Because the application for judicial review was brought within 60 days of delivery of the corrected final order in March 2022, it was not out of time.
What is the limitation period for a court review of the preliminary jurisdiction ruling? Justice Davidson noted that the MGA and the Alberta Arbitration Act set out different limitation periods for bringing an application to the Court to review a decision on jurisdiction. Therefore, the limitation period for reviews of preliminary jurisdiction decisions depends on which of the two limitations periods governs. The MGA provides that in the event of a conflict between the two Acts, the MGA applies.
He set out the two relevant provisions:
“ Under s 17 of the Arbitration Act, “[a]n arbitral tribunal may rule on its own jurisdiction to conduct the arbitration and may in that connection rule on objections with respect to the existence or validity of the arbitration agreement”: s 17(1). A party who objects that an arbitrator is exceeding his or her jurisdiction must do so as soon as the matter alleged to be beyond the arbitrator’s jurisdiction is raised during the arbitration: s 17(6). An arbitrator may then rule on the objection when it is raised or may deal with it in an award: s 17(8).
- If an arbitrator makes a preliminary decision about an objection relating to jurisdiction, any party may apply to the Court to decide the matter within 30 days of receiving notice of the ruling: Arbitration Act, s 17(9).
- At the same time, under s 708.48(4) of the MGA:
Except as provided in this Part, every award of an arbitrator is final and binding on all parties to the award and shall not be questioned, reviewed or restrained by any proceeding in the nature of an application for judicial review or otherwise in any court.
- Under s 708.48(5), a party may apply to the Court to review an arbitration award about an intermunicipal collaboration framework on a question of jurisdiction only.”
Justice Davidson found that there was some ambiguity about whether an arbitrator’s preliminary decision constitutes an “award”, in which case the MGA would govern. However, he reasoned, the Arbitration Act gives the arbitrator the power to issue “awards” (sections 37, 38, and 41), while s. 17 gives the arbitrator the power to make “rulings”. Further s. 17 itself refers to both “rulings” and “awards” and thereby distinguishes the two. Section 17(8), in particular, states that the arbitral tribunal may “rule” on an objection to jurisdiction as a preliminary question when it is raised or may deal with it in an “award”. As a matter of statutory interpretation, when the legislature uses different words, it intends different meanings. Therefore there was no inconsistency in the two pieces of legislation and the MGA does not preclude a court review of a preliminary “ruling” on jurisdiction within 30 days under s. 17(9) of the Alberta Arbitration Act.
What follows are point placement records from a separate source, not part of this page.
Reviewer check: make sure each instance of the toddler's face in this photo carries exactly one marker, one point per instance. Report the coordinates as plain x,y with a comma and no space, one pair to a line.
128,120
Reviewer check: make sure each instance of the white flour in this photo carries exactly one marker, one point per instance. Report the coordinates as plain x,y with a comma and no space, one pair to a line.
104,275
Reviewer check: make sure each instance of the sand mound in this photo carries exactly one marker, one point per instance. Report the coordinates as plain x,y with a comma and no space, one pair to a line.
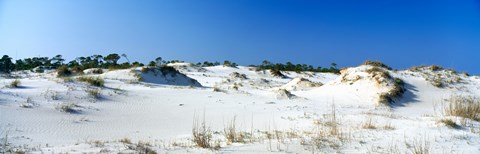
163,75
372,81
187,67
300,83
438,76
284,94
237,76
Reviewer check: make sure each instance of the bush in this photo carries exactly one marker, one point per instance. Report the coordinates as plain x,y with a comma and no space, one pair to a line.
277,73
376,63
77,69
436,68
99,82
449,123
462,106
63,71
94,93
15,83
69,108
97,71
201,134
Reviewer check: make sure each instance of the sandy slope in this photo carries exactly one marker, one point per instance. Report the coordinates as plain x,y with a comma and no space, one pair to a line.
162,114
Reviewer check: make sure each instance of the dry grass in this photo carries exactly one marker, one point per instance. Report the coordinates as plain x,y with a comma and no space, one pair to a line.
388,126
202,135
377,64
449,123
94,93
463,106
420,146
69,108
15,83
97,71
232,135
97,81
63,71
368,124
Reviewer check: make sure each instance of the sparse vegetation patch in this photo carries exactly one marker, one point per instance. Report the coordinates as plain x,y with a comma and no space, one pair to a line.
377,64
463,106
94,81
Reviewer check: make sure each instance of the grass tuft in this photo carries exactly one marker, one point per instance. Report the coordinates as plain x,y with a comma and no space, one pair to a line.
15,83
97,81
463,106
202,135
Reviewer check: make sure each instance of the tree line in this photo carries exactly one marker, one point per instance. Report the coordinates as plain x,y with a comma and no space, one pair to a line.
110,61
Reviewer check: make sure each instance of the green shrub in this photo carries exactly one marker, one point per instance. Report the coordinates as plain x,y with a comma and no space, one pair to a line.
15,83
462,106
97,71
63,71
277,73
99,82
376,63
77,69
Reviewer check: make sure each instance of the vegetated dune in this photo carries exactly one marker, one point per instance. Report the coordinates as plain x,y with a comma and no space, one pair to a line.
164,75
364,109
300,83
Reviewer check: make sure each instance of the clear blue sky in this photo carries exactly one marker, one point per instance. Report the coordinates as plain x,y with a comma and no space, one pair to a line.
401,33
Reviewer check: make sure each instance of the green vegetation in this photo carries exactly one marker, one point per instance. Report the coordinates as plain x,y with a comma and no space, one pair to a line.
289,66
98,82
377,64
63,71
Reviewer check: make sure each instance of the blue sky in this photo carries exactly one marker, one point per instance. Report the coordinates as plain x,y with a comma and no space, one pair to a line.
401,33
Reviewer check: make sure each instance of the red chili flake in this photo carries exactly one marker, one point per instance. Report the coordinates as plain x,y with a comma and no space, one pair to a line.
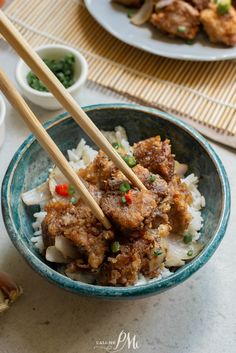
62,190
128,197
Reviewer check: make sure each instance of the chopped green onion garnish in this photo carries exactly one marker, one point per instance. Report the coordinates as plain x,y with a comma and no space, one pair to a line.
187,238
125,186
74,200
189,41
116,145
123,199
190,252
115,247
71,190
130,13
181,29
152,178
130,160
157,252
62,68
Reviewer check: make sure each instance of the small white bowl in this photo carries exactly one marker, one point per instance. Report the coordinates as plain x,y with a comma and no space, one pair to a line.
2,120
46,99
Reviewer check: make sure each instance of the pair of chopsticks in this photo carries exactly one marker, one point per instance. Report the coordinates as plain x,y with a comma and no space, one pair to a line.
37,65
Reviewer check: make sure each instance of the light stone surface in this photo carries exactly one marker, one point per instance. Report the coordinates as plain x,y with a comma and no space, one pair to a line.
198,316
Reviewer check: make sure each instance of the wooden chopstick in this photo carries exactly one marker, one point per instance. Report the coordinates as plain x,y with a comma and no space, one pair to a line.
37,65
49,145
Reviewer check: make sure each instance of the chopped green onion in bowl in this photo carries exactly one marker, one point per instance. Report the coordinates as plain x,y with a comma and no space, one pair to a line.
187,238
181,29
130,160
125,186
63,69
152,178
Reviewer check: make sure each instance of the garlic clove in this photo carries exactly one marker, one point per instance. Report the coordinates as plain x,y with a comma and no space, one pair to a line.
9,291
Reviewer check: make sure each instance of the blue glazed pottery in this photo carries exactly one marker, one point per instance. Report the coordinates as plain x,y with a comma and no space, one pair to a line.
30,164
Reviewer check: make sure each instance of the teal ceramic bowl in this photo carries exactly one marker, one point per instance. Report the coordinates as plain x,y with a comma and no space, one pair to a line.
29,167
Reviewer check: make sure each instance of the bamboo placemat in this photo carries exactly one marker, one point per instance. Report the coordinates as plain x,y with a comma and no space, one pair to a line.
203,93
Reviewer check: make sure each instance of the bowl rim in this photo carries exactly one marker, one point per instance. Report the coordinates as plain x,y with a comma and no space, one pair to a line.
78,83
151,288
2,110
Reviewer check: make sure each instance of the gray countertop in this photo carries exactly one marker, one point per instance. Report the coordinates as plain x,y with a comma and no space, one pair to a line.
197,316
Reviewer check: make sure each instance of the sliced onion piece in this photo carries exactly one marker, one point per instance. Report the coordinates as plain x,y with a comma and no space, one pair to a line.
163,3
178,252
36,196
66,247
143,15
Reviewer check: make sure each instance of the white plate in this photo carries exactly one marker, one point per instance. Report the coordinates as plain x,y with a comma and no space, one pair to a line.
115,20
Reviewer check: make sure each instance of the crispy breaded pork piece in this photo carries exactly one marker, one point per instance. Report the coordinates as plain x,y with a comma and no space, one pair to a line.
179,19
199,4
128,216
153,182
156,155
99,171
129,3
78,224
219,28
144,254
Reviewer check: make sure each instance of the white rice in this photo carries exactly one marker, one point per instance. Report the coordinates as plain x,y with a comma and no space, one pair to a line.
83,155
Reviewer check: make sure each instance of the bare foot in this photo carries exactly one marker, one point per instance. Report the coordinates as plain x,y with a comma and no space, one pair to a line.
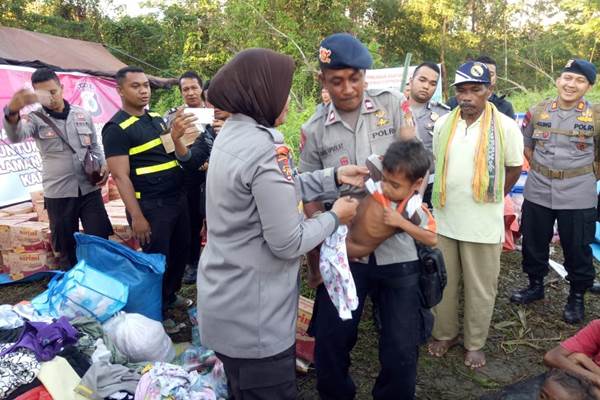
438,348
474,359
In this case, the arbitrator’s preliminary ruling was attached as Schedule “A” to the corrected award, but was not part of the final award and was not subject to challenge as part of the final award. Therefore, the challenge to the preliminary jurisdiction ruling was out of time:
“ Under s. 17 of the Arbitration Act, a party who challenges the jurisdiction of an arbitrator must do so as soon as possible: ss 17(4), (6). The party must also bring a timely objection to any decision by the arbitrator about their jurisdiction: s 17(9). In other words, the emphasis of the provision is on quickly raising and resolving the issue of whether an arbitrator has jurisdiction to decide an issue.
- Ultimately, allowing a party to choose whether to apply for a Court review of an arbitrator’s decision on jurisdiction when it is made or as part of a final award would run contrary to the objective of efficiently resolving arbitral proceedings. It would suggest that the issue of jurisdiction could be argued twice over – preliminarily and after the award. This cannot have been the intent of the Legislature.
- Accordingly, I find that the County was required to bring its application for review of the preliminary ruling under s 17 of the Arbitration Act and that it needed to do so within 30 days of that ruling. The County was not entitled to wait to challenge the Arbitrator’s jurisdiction under s 708.48 of the [MGA].
- It is up to an Arbitrator to determine whether he or she will reserve a decision as to jurisdiction for inclusion in the final Award. However, when jurisdiction is put into dispute by a party and the Arbitrator renders a decision on jurisdiction prior to the final Award, the limitation period for judicial review of that interim decision commences immediately on delivery of the decision of the ruling”.
First, the meaning to be given to s. 17(9) of the Alberta Arbitration Act and equivalent provisions in other provincial arbitration legislation has created much uncertainty in the case law. It reads: “If the arbitral tribunal rules on an objection as a preliminary question, a party may, within 30 days after receiving notice of the ruling, may make an application to the court to decide the matter”. Here, Justice Davidson distinguished between a “ruling” under this provision and an “award”, both of which are found in the legislation but not defined. Other courts have grappled with the meaning of the words that allow the court to “decide the matter” and the process the court will follow in such a review. Here, the application was framed as an application for judicial review. For a recent Case Note which addresses the Ontario equivalent provision, see Case Notes: Lisa’s 2021 Top Pick: Ontario – Russian Federation v Luxtona Limited (Part 1) – #564 and Lisa’s 2021 Top Pick: Ontario – Russian Federation v Luxtona Limited (Part 2) – #568. Domestic arbitration legislation reform anyone?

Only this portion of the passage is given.